DST Systems, Inc.
- Company type: Subsidiary
- Industry: Business Services
- Founded: Incorporated in 1969
- Headquarters: Kansas City, Missouri, United States
- Key people: Stephen C. Hooley, Chairman/CEO/President
- Products: Banking, Insurance, Wealth management, Healthcare
- Revenue: $ 2.825 billion U.S. dollars (2015)
- Number of employees: 13,420 (2016)
- Parent: SS&C Technologies
- Website: dstsystems.com

= DST Systems =

United States technology company

DST Systems, Inc. is an American company that was acquired by SS&C Technologies in 2018. The company provided advisory, technology and operations outsourcing services to the financial services and healthcare industries. It was founded in February 1969 as Data·Sys·Tance, a subsidiary of Kansas City Southern Industries (KCSI) and is headquartered in Kansas City, Missouri, United States.

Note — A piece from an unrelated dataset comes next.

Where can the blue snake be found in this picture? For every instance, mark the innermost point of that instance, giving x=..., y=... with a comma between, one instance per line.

As of 2016, DST employed 13,420 people worldwide.

==History==
In 2005 and 2006, DST acquired CSC's Health Plan Solutions group and Amisys Synertech, Inc.

On January 11, 2018, SS&C Technologies Holdings, Inc. announced that it would acquire all outstanding DST stock at a share price of $84.

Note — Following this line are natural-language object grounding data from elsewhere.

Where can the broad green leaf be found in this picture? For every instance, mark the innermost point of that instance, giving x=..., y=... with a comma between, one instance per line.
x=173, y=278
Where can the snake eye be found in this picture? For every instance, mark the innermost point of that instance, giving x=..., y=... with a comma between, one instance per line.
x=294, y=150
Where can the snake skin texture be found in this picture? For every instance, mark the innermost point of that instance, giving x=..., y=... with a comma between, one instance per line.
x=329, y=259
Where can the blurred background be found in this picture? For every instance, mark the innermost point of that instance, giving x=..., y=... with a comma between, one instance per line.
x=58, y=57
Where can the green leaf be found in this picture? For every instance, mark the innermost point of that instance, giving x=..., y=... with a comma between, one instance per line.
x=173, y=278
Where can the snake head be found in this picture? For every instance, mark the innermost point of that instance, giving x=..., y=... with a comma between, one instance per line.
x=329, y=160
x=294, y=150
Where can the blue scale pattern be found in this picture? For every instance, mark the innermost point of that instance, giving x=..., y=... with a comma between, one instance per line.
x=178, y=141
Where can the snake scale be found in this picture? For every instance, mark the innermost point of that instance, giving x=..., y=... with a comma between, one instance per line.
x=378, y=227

==Expansion, partnerships and acquisitions==
On February 24, 2016, DST completed an acquisition of alternative fund service provider Kaufman Rossin Fund Services (KRFS).

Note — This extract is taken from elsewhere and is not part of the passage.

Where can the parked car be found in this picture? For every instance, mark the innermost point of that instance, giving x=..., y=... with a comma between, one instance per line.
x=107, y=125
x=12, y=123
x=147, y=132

March 27, 2017, DST to acquire remaining interest in Joint Ventures, Boston Financial Data Services, Inc. (BFDS) and International Financial Data Services Limited ("IFDS U.K."), from State Street Corporation.

May 7, 2017, DST Systems reported a share repurchase program worth $300 million.

January 11, 2018, SS&C acquired DST Systems for $84 per share in cash for an enterprise value of $5.4 billion, including assumption of debt.